The international Race Relations Day saw more than 200 students from abroad welcomed at a special ceremony in Napier on Wednesday.

The function at the MTG Century Theatre was jointly hosted by the Napier City Council, Hastings District Council Learning Hawke's Bay.

There were a range of cultural performances including an Indian, Hawaiian and Thai dance as well as a Haka by international students from Lindisfarne.

Learning Hawke's Bay Regional Manager, Wenhua Yang said according to the economic impact research commissioned by Education New Zealand, each student in Hawke's Bay contributes more than $27,000 a year on average to the local economy and they generate in total about $20 million in economic benefits to the region, supporting more than 200 jobs.

Advertisement

Based on the 2016 enrolment data, around 1500 international students from overseas have chosen to study at the Eastern Institute of Technology, schools and private tertiary establishments in Hawke's Bay. These students largely come from China, India, other Asian nations, Europe and South America.

"There is potential to grow this sector even further," Wenhua Yang, Regional Manager, Learning Hawke's Bay said.

She believes Hawke's Bay provides not only high quality education, but also a world-renowned pristine environment, beautiful landscape, exciting outdoor activities including mountain hiking, surfing, sailing, golf, and equestrian, and abundant fresh GM-free local produce.

Hastings Mayor Sandra Hazlehurst said international education in Hawke's Bay not only allows young people to immerse themselves in our local culture, but also provides our community with opportunities to experience different cultures and develop international connections.

"International students with positive experiences in Hawke's Bay will become lifelong ambassadors for the region and for New Zealand. We welcome more and more international students to come to Hawke's Bay to enjoy our world-class education and beautiful natural environment."

Similarly, Napier Mayor Bill Dalton said both councils will continue to work with Learning Hawke's Bay to ensure that international students have a positive experience here.

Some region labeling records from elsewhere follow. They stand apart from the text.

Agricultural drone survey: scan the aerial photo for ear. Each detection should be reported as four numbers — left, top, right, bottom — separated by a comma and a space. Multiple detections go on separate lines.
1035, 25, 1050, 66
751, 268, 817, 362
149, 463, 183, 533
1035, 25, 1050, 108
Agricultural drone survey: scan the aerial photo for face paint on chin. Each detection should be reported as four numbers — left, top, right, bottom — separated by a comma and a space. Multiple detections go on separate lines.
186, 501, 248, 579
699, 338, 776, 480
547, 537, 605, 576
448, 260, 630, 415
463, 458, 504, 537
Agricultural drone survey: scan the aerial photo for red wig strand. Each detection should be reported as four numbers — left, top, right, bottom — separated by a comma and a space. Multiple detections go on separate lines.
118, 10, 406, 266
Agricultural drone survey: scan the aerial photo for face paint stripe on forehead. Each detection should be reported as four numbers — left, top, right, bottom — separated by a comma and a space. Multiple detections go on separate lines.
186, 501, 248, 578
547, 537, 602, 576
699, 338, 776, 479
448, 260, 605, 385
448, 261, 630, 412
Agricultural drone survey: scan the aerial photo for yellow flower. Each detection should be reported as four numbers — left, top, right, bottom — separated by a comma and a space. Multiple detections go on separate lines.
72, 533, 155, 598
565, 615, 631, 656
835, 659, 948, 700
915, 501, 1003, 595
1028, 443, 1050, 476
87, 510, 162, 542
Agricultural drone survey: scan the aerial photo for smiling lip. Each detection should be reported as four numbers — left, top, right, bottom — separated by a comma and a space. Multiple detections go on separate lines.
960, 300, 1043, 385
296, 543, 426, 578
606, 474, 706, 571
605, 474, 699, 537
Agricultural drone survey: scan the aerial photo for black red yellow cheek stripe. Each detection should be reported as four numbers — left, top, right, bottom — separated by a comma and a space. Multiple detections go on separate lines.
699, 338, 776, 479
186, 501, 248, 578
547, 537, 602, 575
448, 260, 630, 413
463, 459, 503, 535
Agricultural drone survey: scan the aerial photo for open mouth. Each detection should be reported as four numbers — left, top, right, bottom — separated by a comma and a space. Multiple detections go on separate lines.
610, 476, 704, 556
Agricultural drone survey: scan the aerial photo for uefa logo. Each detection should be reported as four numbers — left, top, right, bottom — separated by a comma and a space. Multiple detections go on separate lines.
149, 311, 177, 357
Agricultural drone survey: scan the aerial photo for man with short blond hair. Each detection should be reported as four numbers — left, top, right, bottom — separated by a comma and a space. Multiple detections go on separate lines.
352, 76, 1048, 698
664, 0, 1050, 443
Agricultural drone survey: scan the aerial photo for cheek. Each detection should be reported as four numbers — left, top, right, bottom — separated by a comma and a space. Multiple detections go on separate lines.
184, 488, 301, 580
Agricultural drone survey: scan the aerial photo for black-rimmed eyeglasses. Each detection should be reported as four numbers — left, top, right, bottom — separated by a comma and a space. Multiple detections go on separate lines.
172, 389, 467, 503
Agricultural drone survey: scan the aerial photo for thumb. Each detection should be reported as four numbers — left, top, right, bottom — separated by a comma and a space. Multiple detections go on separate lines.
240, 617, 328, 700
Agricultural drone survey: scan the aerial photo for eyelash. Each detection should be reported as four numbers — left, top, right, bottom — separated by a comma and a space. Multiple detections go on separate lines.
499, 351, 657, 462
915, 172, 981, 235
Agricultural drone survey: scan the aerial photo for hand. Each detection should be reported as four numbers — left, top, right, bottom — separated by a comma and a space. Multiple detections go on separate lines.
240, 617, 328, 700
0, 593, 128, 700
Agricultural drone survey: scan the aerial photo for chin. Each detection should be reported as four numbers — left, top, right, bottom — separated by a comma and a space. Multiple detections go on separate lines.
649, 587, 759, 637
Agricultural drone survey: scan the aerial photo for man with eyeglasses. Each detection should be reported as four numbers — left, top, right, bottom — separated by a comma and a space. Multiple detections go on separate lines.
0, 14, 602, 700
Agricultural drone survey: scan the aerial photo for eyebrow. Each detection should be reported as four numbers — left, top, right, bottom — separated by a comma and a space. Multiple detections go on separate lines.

"It is absolutely heartwarming to see all these lovely young kids who are really enjoying themselves and they are from such a variety of countries but they all seem to be really good friends.

"These people take the message back to their own communities and their own countries about what a fantastic place Hawke's Bay is and so often it results in tourism ventures where people come to visit Hawke's Bay, but also in the long-term it is going to result in business."

Miao Miao Tian, originally from China has recently completed her Postgraduate Diploma in Business Management at EIT and plans to stay in the region.

"At the beginning I didn't know what Hawke's Bay looked like. I just thought that it was far away from Auckland and the big cities and I wanted to have a wonderful learning atmosphere, so I chose the main campus of EIT."

The 26-year-old has been staying with a home-stay family and hopes to travel around the country, after landing a job.

Having previously completed a double degree in accounting and music at Beihua University, China and her latest diploma took one-and-a-half years.

Multicultural Association Hawke's Bay president Rizwaana Latiff said having the students in the region meant they would become ambassadors for Hawke's Bay later on.

"It exposes us in Hastings to different cultures and exposes them to different cultures because Hawke's Bay is a diverse place."

"It is good that all the agencies are getting together to welcome the students as it shows the students that they are welcome and I look forward to having them here," Ms Latiff said.